Im 16. Jahrhundert kreuzen die Schiffe des Reeders Jehan Ango vor den brasilianischen, afrikanischen und nordamerikanischen Küsten und bringen der Stadt echten Reichtum. Der Reeder wird sehr reich, besonders durch seine Korsaren und hilft François I. in seinem Kampf gegen die Engländer. Er bewaffnet mehrere Schiffe, die er den Gebrüdern Verrazano und Parmentier anvertraut. Dieses Jahrhundert gehört auch Abraham Duquesne, der die französische Flotte durch mehrere Schlachten führt, die er gewinnt. Er lehnt es ab, dem Protestantismus abzuschwören und wird deshalb – trotz seiner zahlreichen Siege – nie zum Admiral befördert.

 

Unter François I. und seinen Nachfolgern werden wichtige Bauarbeiten eingeleitet, und die Stadt lebt ihre goldene Zeit. Allerdings machen zivile und religiöse Kriege diesem Reichtum ein Ende.

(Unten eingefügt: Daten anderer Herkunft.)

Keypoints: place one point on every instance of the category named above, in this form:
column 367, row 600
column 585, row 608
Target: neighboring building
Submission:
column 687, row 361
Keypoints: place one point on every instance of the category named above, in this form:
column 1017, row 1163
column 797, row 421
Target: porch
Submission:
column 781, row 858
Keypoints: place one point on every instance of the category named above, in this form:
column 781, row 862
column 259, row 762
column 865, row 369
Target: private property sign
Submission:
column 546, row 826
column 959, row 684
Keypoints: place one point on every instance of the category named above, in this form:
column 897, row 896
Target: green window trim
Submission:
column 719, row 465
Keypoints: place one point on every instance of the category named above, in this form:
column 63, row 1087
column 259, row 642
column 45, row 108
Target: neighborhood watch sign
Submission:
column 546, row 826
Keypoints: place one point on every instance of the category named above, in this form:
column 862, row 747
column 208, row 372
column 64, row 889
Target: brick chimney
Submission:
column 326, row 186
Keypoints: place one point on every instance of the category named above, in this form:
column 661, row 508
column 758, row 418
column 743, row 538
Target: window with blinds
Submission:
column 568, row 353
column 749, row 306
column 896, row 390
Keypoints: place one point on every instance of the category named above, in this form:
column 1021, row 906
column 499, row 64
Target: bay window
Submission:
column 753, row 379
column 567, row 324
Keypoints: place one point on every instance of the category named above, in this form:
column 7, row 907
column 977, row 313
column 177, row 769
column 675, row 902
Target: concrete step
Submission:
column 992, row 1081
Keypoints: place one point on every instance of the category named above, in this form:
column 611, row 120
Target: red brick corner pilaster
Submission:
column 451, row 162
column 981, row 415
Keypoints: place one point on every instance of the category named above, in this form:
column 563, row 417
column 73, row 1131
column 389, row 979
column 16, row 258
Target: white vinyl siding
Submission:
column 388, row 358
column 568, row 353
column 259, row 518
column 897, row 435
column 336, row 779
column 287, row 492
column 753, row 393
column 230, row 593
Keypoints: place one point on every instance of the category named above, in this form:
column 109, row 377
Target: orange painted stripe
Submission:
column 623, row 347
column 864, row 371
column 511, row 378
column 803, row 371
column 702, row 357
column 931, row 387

Zwischen 1668 und 1670 sterben 10.000 Menschen während einer Pestepidemie. 1694 wird Dieppe von der anglo-holländischen Flotte zerstört ; mit Ausnahme des Pollet-Viertels, der Kirchen, einiger Häuser und des Schlosses wird sie zu Asche. Auf Befehl von Ludwid XIV. beginnt der Ingenieur von Vertabren sofort mit dem Wiederaufbau und verbreitert die Strassen. Die Place Royale, während der Revolution in Place Nationale umgekauft, wird angelegt. Während den hundertjährigen Krieges überfallen die Preussen zweimal Dieppe, aber die Stadt wird noch schwerer unter dem zweiten Weltkrieg leiden.

 

Die Stadt Dieppe hat heute ihre Gemeindegrenzen erreicht. Jetzt geht es es um Rehabilitierung der historischen Stadtviertel einerseits und die Erschliessung von Industrie-Brachen am Hafen andererseits. Seits 1997 stehen übrigens das historische Stadtzentrum, Le Pollet und das Viertel Saint-Pierre unter Landschafts- und Denkmalschutz (ZPPAUP).